Through Meloy, Krakauer said colleges and universities should "definitely" continue to use the preponderance of evidence standard for sexual assault allegations. In an email through his lawyer, the author said a campus disciplinary proceeding isn't a criminal trial, and it isn't supposed to resemble one.
"Title IX requires schools to respond to sexual assault as a violation of a student's civil rights, rather than a criminal offense," Krakauer said. "And the burden of proof applied to civil rights cases has always been a preponderance of the evidence.
"Indeed, the preponderance standard is the default in almost all civil actions, even those involving murder and other violent crimes."
In fact, Krakauer said the preponderance of the evidence has always been the standard when male students expelled for sexual violence sue schools under Title IX and allege reverse discrimination.
"It would be outrageous to allow men who claim they've been unfairly disciplined to win reverse discrimination claims using the preponderance standard, but require female accusers to prove they were victimized with a more stringent burden of proof.
"The preponderance standard simply gives equal weight to the credibility of the alleged rapist and the alleged victim," he said. "This makes campus proceedings a lot more likely to actually uncover the truth, achieve justice for rape survivors, and prevent sexual offenders from harming other students."
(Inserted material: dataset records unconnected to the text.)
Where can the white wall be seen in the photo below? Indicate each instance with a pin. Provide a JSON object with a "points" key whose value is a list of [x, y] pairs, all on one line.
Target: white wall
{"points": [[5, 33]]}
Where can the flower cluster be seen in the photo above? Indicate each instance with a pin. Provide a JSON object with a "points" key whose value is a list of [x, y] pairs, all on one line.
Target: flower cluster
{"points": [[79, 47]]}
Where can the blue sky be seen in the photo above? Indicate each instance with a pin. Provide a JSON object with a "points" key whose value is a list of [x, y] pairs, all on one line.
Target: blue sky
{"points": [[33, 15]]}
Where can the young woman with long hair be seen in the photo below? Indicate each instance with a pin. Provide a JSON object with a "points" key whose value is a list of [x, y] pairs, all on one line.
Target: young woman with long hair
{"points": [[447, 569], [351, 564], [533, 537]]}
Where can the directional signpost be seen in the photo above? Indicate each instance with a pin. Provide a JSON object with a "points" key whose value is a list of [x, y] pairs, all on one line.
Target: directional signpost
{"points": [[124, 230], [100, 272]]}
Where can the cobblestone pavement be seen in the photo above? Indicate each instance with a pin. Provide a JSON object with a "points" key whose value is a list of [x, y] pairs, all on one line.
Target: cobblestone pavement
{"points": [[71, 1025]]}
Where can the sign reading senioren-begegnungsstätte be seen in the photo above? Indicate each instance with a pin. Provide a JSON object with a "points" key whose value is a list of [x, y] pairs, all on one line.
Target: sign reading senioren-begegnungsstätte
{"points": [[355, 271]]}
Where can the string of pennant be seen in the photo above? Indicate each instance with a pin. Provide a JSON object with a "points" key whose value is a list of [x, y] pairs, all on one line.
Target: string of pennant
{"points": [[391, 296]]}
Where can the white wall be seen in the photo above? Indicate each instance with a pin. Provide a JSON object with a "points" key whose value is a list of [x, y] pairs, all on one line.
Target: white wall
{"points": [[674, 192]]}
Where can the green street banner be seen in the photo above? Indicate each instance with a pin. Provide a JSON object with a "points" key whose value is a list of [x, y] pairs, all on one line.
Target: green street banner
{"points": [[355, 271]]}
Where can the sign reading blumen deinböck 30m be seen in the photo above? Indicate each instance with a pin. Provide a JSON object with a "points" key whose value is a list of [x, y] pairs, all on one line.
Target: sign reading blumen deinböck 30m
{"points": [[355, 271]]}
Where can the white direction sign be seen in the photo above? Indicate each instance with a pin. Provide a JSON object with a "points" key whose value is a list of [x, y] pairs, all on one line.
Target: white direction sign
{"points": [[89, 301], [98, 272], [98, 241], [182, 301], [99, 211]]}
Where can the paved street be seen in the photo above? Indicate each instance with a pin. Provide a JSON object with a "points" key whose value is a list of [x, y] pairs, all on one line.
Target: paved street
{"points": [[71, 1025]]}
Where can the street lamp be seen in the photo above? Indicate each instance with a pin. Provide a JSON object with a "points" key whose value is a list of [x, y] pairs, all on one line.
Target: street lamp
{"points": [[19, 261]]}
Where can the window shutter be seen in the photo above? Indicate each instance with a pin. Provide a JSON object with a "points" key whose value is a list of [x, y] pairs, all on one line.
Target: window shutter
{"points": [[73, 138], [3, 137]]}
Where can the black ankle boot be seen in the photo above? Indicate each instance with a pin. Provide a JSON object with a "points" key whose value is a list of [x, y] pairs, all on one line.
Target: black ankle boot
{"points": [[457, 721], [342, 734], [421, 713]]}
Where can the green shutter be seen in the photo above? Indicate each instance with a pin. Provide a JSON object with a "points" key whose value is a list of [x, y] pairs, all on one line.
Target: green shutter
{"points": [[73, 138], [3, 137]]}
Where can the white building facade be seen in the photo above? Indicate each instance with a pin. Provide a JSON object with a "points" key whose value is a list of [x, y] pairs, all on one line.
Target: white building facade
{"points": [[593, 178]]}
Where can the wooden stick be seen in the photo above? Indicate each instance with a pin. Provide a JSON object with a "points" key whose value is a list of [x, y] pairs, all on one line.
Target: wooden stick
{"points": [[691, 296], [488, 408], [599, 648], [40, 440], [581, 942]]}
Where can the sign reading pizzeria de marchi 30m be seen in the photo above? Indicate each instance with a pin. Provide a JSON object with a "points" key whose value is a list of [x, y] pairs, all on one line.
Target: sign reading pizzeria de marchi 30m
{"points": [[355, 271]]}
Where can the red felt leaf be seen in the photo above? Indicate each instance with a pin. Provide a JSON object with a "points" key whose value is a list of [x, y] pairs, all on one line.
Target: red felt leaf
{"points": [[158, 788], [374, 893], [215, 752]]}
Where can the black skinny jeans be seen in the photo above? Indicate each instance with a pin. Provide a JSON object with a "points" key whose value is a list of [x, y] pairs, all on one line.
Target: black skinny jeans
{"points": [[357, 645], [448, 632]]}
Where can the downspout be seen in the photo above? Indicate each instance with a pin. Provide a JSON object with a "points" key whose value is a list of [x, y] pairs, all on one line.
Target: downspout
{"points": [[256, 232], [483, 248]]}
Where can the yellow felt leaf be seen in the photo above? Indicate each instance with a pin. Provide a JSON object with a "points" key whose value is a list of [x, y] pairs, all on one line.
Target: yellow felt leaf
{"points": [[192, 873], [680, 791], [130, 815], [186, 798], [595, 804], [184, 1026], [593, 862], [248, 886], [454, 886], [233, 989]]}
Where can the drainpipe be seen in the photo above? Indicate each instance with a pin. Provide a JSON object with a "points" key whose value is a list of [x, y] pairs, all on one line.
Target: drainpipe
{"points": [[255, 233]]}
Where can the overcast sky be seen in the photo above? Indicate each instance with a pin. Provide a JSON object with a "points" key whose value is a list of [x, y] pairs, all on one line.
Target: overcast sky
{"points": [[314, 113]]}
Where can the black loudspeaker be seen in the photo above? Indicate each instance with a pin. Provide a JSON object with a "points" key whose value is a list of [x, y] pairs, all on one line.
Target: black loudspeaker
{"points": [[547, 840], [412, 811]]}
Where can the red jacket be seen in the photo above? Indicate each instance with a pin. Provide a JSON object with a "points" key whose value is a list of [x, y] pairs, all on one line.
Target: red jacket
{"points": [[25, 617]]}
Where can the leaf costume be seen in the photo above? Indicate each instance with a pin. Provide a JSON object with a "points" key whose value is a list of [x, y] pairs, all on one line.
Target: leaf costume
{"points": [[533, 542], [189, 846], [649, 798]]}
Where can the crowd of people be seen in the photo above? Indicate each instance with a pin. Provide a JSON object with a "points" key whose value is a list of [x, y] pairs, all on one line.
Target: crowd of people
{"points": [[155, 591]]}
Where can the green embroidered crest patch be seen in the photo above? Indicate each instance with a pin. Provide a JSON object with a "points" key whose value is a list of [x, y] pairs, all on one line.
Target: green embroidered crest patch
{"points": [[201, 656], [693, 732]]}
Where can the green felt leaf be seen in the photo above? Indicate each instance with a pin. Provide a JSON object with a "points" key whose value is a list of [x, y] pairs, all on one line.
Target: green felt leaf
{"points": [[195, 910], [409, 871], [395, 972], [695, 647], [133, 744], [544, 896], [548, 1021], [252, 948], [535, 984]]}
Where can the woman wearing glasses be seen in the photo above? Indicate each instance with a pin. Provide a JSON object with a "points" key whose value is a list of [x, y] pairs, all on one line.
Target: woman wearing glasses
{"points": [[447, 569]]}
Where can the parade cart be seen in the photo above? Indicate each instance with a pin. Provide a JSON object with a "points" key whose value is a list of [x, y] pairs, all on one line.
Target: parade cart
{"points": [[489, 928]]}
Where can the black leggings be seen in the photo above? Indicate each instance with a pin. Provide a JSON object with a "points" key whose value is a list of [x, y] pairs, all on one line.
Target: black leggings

Through a spokesman, Montana Attorney General Tim Fox offered general support for addressing the problem of sexual assault, but did not take a position on whether the Department of Education should change its guidelines for campuses.
“Sexual assault must be taken seriously," said spokesman Eric Sell. "Attorney General Fox has made addressing sexual assault a top priority since taking office, and he is ready and eager to provide his offices’ expertise to the U.S. Department of Education to ensure that we continue to improve how we address sexual assault in Montana.”
Johnson will have the opportunity with his lawyer to argue against the release of his disciplinary records, according to an earlier interview with a retired Montana Supreme Court justice.